The Corridor of Innovation in New Kensington, which encompasses five blocks on Fifth Avenue, started with hopes that movement there would catch on elsewhere in town, said Sarah Snider, who volunteered as coordinator when the project was in its infancy. The corridor had its official public debut in 2017. Now business owners and other community leaders have continued to carry the torch as new shops, restaurants, medical complexes and even a park line the street.
“It’s the coming together of all of the different partners that really gives you the power and strength to start seeing it climb up that mountain to success,” she said.
While there is still work to be done, it could absolutely be replicated in other communities, Snider said.
The Pittsburgh History & Landmarks Foundation has improved housing quality in Wilkinsburg through several multi-million dollar residential historic restoration projects over the past 15 years with the help of public and private funding as well as tax credits. Director of development and communication Karamagi Rujumba said those projects reinvigorated communities in a way that didn’t displace residents.
“(Blight) is a self-fulfilling cycle,” he said. “The blight causes a loss of confidence, a loss of investment in the community. It creates opportunity for crime and lack of safety.”
Brewery history
There was a time when the brewery buildings were thriving.
Victor Brewing Co. was organized at the site in 1907, with the capacity to produce up to 150,000 barrels of beer — making it one of the largest operations in the region, according to news accounts. It operated until Prohibition in 1920, employing about 350 people.
The company resumed operations when Prohibition ended in 1933 but went into bankruptcy in 1941. It was bought that year by Sharpsburg-based Fort Pitt Brewing for $350,000, according to news accounts.
Fort Pitt continued brewing at the plant until 1955. It consisted of 15 buildings on 6 acres — a three-story bottling building, a six-story brewery, a garage, warehouse, loading dock and other structures.
By 1956, the owner was considering other uses for the site and later sold much of the brewing equipment for $500,000 to a Mexican firm. The following year, the property was sold to Fidelity Trust Co. for $125,000, according to deeds. Papercraft Corp. expanded its gift wrap manufacturing operations there from its headquarters in Pittsburgh. The Jeannette plant continued operations until the mid-1970s, then was dormant for several years.
In the late 1980s, the property was sold to Laurel Mould for $226,000, according to a deed. The company produced plastic food containers and employed about 160 people. It’s unclear when manufacturing ceased.
The property was sold at sheriff’s sale in 2001 for $58,820 to First Union Small Business Capital.
It last changed hands a year later when Trigona’s Rufus Corp. bought it.
‘It would be a wow’
The property is working its way through the judicial sale system. City leaders said it could be a potentially valuable location that is under consideration for inclusion in a tax incentive program. Officials are working on creating Local Economic Revitalization Tax Assistance designations around the city in an effort to spur investment by offering tax abatement for property improvements.

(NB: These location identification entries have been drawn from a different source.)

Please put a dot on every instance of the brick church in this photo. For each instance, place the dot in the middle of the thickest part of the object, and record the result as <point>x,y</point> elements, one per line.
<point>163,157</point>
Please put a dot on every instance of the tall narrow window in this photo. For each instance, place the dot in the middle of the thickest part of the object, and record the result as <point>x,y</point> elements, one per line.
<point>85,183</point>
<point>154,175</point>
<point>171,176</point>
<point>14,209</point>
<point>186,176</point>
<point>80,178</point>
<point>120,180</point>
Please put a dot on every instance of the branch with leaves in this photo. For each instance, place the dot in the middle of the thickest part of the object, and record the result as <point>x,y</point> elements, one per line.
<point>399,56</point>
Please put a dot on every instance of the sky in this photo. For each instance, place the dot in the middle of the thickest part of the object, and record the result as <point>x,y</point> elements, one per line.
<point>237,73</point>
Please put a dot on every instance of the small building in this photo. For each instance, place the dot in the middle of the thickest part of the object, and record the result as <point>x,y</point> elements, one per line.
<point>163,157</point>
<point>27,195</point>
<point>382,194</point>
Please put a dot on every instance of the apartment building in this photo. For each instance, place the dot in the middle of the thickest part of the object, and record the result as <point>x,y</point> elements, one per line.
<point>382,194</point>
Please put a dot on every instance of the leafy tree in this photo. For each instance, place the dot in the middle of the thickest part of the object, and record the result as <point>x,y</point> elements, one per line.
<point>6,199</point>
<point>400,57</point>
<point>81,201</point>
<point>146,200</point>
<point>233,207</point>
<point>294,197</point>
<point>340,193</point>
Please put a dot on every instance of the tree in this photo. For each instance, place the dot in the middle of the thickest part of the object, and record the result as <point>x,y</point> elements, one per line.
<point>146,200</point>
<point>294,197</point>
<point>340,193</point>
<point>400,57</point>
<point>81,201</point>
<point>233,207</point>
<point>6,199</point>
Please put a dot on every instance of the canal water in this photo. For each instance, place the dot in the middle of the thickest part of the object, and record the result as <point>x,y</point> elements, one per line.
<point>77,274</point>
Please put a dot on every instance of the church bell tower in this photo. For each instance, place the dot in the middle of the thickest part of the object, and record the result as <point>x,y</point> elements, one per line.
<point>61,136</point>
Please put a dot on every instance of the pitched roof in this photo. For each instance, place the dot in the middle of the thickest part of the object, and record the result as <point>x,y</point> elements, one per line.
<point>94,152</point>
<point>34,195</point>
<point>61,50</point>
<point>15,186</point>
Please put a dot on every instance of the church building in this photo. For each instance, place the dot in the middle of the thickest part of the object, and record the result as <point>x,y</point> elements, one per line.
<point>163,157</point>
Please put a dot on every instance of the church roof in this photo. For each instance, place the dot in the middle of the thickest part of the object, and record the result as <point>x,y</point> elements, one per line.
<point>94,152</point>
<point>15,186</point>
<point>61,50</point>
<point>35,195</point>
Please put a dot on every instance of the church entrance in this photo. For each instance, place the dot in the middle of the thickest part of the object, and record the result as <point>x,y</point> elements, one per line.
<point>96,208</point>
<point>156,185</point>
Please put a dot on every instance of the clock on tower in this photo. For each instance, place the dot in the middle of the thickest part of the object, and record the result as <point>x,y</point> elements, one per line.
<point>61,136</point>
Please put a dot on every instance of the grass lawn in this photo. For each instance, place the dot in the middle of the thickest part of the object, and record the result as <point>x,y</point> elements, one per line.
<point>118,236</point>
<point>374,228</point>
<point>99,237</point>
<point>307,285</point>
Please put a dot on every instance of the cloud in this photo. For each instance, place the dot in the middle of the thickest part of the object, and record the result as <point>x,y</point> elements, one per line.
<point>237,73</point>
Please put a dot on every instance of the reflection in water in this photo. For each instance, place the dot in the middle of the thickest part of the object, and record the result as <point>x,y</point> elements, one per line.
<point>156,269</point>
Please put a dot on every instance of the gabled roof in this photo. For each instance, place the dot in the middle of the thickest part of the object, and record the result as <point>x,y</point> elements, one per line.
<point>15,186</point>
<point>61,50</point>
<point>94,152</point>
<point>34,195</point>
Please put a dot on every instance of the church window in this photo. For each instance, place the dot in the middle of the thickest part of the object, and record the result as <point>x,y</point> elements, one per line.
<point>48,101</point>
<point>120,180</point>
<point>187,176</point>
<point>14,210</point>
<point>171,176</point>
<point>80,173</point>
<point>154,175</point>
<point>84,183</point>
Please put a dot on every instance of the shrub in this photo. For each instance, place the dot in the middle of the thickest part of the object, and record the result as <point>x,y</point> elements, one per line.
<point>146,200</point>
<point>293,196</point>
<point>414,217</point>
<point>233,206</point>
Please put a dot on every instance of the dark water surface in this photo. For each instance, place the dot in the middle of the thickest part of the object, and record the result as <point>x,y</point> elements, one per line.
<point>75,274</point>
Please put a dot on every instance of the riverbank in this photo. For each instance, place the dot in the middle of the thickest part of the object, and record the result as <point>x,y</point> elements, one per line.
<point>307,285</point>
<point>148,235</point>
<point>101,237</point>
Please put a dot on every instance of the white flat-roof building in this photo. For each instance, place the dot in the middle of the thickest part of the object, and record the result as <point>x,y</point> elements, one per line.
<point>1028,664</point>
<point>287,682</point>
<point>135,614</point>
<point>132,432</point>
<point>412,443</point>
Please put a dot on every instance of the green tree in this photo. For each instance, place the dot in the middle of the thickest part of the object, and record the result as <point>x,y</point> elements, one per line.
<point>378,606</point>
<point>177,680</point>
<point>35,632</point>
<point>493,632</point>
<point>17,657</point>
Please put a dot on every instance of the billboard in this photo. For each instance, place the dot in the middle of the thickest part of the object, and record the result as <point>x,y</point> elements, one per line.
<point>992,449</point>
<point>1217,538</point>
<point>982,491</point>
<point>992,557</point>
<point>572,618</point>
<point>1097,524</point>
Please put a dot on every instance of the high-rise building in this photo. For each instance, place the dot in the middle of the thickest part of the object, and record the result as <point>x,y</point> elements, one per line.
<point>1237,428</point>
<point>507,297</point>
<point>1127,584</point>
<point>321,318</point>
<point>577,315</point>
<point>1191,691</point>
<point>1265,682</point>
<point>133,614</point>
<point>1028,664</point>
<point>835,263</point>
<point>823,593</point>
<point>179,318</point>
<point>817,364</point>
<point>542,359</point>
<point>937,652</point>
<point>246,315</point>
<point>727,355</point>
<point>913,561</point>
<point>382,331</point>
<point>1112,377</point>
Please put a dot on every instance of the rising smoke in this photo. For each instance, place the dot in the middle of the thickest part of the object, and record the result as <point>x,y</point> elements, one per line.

Mayor Curtis Antoniak said he thinks that could ultimately help a developer take on a project that is not affordable for the city to tackle.
“That property, if it was developed, it would be a wow,” he said. “I am very concerned it’s starting to fall.”
City and county leaders agree it needs to come down, but when and how remain the big questions.
“It’s just a matter of opening up capacity and finding funding,” Rigone said. “It’s going to have to take a proactive approach to address.”